在微服务盛行的现在,内部服务通常以长连接为主,而 Go 原生 net 网络库却无法提供足够的性能和控制力,如无法感知连接状态、连接数量多导致利用率低、无法控制协程数量等。为了能够获取对于网络层的完全控制权,同时先于业务做一些探索并最终赋能业务,所以有了 netpoll
原生库,每建立一个连接会创建一个 GoRoutine ,在微服务长连接的模式下,大量长连接沉睡,会给 epoll 带来极大的负担,并且大量 GoRoutine 沉睡,占用了很多资源
通过异步回调 + Routine Pool 的方式。当连接有读写事件发生时,回调事件触发业务逻辑,将回调函数注册进 Routine Pool ,集中算力处理,上层逻辑依然保持着单线程的体验。
同步方式,直接从内核读取数据,硬件拷贝到内核,内核拷贝到内存,两次拷贝
从内核读取数据,硬件拷贝到内核,内核拷贝到内存缓冲区,两次拷贝
异步调用,从缓冲区拷贝数据到业务逻辑一次拷贝
从内核读取数据,硬件拷贝到内核,内核拷贝到内存缓冲区,两次拷贝
异步调用,使用 NoCopy API 拷贝数据到业务逻辑 无拷贝
// Reader is a collection of operations for nocopy reads.
//
// For ease of use, it is recommended to implement Reader as a blocking interface,
// rather than simply fetching the buffer.
// For example, the return of calling Next(n) should be blocked if there are fewer than n bytes, unless timeout.
// The return value is guaranteed to meet the requirements or an error will be returned.
type Reader interface {
// Next returns a slice containing the next n bytes from the buffer,
// advancing the buffer as if the bytes had been returned by Read.
//
// If there are fewer than n bytes in the buffer, Next returns will be blocked
// until data enough or an error occurs (such as a wait timeout).
//
// The slice p is only valid until the next call to the Release method.
// Next is not globally optimal, and Skip, ReadString, ReadBinary methods
// are recommended for specific scenarios.
//
// Return: len(p) must be n or 0, and p and error cannot be nil at the same time.
Next(n int) (p []byte, err error)
// Peek returns the next n bytes without advancing the reader.
// Other behavior is the same as Next.
Peek(n int) (buf []byte, err error)
// Skip the next n bytes and advance the reader, which is
// a faster implementation of Next when the next data is not used.
Skip(n int) (err error)
// Until reads until the first occurrence of delim in the input,
// returning a slice stops with delim in the input buffer.
// If Until encounters an error before finding a delimiter,
// it returns all the data in the buffer and the error itself (often ErrEOF or ErrConnClosed).
// Until returns err != nil only if line does not end in delim.
Until(delim byte) (line []byte, err error)
// ReadString is a faster implementation of Next when a string needs to be returned.
// It replaces:
//
// var p, err = Next(n)
// return string(p), err
//
ReadString(n int) (s string, err error)
// ReadBinary is a faster implementation of Next when it needs to
// return a copy of the slice that is not shared with the underlying layer.
// It replaces:
//
// var p, err = Next(n)
// var b = make([]byte, n)
// copy(b, p)
// return b, err
//
ReadBinary(n int) (p []byte, err error)
// ReadByte is a faster implementation of Next when a byte needs to be returned.
// It replaces:
//
// var p, err = Next(1)
// return p[0], err
//
ReadByte() (b byte, err error)
// Slice returns a new Reader containing the next n bytes from this reader,
// the operation is zero-copy, similar to b = p [:n].
Slice(n int) (r Reader, err error)
// Release the memory space occupied by all read slices.
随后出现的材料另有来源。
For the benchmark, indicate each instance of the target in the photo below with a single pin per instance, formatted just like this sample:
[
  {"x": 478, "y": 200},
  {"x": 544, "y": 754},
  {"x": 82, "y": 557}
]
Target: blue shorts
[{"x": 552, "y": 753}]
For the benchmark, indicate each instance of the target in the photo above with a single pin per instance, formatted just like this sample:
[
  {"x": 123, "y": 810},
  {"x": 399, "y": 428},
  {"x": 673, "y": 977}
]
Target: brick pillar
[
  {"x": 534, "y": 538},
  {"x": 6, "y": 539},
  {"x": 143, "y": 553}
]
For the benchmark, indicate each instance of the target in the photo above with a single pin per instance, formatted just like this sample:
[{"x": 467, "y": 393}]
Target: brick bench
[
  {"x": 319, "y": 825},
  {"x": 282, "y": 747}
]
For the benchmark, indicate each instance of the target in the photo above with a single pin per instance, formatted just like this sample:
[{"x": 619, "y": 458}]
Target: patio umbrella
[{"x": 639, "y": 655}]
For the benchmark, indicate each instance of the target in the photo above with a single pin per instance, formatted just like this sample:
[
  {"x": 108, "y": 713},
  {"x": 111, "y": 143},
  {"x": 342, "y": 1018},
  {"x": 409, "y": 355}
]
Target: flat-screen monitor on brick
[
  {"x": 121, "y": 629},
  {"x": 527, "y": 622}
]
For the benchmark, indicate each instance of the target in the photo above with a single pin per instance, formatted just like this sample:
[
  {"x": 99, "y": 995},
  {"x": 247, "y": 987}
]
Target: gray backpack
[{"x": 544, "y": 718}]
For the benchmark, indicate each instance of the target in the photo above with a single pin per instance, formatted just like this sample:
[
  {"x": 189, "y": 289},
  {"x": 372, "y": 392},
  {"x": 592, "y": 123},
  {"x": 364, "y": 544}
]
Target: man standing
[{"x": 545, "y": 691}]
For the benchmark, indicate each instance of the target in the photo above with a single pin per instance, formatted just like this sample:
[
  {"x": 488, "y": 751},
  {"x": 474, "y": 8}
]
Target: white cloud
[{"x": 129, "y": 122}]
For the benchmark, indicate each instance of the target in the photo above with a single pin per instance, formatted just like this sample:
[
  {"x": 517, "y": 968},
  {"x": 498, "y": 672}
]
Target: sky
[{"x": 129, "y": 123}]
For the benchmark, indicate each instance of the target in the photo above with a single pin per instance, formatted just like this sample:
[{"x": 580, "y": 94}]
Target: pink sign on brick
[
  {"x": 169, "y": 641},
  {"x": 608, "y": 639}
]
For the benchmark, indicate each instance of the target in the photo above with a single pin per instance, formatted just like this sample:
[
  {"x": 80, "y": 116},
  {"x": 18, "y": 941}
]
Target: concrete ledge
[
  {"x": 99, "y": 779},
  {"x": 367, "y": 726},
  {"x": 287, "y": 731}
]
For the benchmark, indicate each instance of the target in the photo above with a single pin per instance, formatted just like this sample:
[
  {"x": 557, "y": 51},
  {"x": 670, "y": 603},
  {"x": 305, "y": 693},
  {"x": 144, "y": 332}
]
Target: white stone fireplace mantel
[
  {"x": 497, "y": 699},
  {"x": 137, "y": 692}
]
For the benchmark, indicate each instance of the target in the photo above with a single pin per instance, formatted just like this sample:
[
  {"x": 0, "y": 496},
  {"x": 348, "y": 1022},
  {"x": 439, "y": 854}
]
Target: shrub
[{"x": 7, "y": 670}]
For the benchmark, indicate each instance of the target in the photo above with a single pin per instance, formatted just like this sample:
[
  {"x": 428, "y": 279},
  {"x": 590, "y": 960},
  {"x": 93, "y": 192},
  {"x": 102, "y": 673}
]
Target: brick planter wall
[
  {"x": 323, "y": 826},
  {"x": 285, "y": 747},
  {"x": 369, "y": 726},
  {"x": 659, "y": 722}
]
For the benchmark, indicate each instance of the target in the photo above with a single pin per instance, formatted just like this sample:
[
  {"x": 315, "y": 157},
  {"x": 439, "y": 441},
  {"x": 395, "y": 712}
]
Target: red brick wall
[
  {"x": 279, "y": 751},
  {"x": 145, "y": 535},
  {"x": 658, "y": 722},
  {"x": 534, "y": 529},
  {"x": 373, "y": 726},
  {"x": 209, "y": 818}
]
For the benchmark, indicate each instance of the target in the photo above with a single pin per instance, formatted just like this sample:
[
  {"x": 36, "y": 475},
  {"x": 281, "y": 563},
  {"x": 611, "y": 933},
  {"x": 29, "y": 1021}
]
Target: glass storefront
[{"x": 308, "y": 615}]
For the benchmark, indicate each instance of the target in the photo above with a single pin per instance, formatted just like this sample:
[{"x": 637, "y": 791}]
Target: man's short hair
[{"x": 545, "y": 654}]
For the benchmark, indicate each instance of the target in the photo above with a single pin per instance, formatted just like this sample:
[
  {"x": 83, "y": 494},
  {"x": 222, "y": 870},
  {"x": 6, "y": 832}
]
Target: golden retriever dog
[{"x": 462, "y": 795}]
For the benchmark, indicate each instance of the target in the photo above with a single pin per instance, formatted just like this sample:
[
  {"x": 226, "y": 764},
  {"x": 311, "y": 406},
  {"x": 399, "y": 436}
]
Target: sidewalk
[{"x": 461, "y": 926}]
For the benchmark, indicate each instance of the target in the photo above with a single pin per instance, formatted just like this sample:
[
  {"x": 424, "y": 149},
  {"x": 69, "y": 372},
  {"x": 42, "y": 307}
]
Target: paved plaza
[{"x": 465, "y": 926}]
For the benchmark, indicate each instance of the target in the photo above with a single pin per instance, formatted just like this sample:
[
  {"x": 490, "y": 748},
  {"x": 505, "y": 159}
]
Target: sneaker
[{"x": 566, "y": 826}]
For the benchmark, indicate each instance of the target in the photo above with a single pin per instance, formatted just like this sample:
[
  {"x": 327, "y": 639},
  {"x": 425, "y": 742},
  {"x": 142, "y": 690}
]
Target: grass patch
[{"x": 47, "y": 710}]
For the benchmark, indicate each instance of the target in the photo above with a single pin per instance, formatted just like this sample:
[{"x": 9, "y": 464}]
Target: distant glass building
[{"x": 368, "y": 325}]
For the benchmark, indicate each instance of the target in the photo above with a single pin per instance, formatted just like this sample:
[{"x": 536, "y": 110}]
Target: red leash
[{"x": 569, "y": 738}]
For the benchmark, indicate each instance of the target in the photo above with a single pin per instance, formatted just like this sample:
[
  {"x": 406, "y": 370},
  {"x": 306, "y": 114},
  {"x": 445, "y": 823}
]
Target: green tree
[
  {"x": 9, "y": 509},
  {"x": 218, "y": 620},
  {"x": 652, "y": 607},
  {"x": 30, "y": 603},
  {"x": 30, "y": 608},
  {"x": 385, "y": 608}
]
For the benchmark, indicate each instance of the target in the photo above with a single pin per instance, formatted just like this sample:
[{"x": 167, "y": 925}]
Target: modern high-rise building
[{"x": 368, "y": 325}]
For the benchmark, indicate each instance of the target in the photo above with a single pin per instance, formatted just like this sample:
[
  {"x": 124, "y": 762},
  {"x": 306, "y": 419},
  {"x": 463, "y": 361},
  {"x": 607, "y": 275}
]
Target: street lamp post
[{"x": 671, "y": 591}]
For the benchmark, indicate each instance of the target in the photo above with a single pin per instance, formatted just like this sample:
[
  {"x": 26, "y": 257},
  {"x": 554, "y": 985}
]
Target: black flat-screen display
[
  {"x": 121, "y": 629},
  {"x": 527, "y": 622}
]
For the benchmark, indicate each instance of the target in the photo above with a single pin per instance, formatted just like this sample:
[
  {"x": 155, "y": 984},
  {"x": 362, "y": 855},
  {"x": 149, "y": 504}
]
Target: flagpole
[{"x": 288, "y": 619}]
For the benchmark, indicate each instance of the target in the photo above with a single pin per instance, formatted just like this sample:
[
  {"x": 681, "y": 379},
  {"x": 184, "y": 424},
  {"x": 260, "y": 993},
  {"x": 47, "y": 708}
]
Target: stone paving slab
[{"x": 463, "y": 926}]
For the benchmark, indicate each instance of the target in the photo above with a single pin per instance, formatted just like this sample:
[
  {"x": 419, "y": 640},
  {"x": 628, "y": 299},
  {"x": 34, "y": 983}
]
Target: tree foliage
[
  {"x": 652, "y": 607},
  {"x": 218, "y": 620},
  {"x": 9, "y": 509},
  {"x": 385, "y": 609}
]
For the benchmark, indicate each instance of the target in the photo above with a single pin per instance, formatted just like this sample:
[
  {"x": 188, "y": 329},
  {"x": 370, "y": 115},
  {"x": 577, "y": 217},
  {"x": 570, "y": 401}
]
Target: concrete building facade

This method needs to be executed actively to
// recycle the memory after confirming that the previously read data is no longer in use.
// After invoking Release, the slices obtained by the method such as Next, Peek, Skip will
// become an invalid address and cannot be used anymore.
Release() (err error)
// Len returns the total length of the readable data in the reader.
Len() (length int)
}
// Writer is a collection of operations for nocopy writes.
//
// The usage of the design is a two-step operation, first apply for a section of memory,
// fill it and then submit. E.g:
//
// var buf, _ = Malloc(n)
// buf = append(buf[:0], ...)
// Flush()
//
// Note that it is not recommended to submit self-managed buffers to Writer.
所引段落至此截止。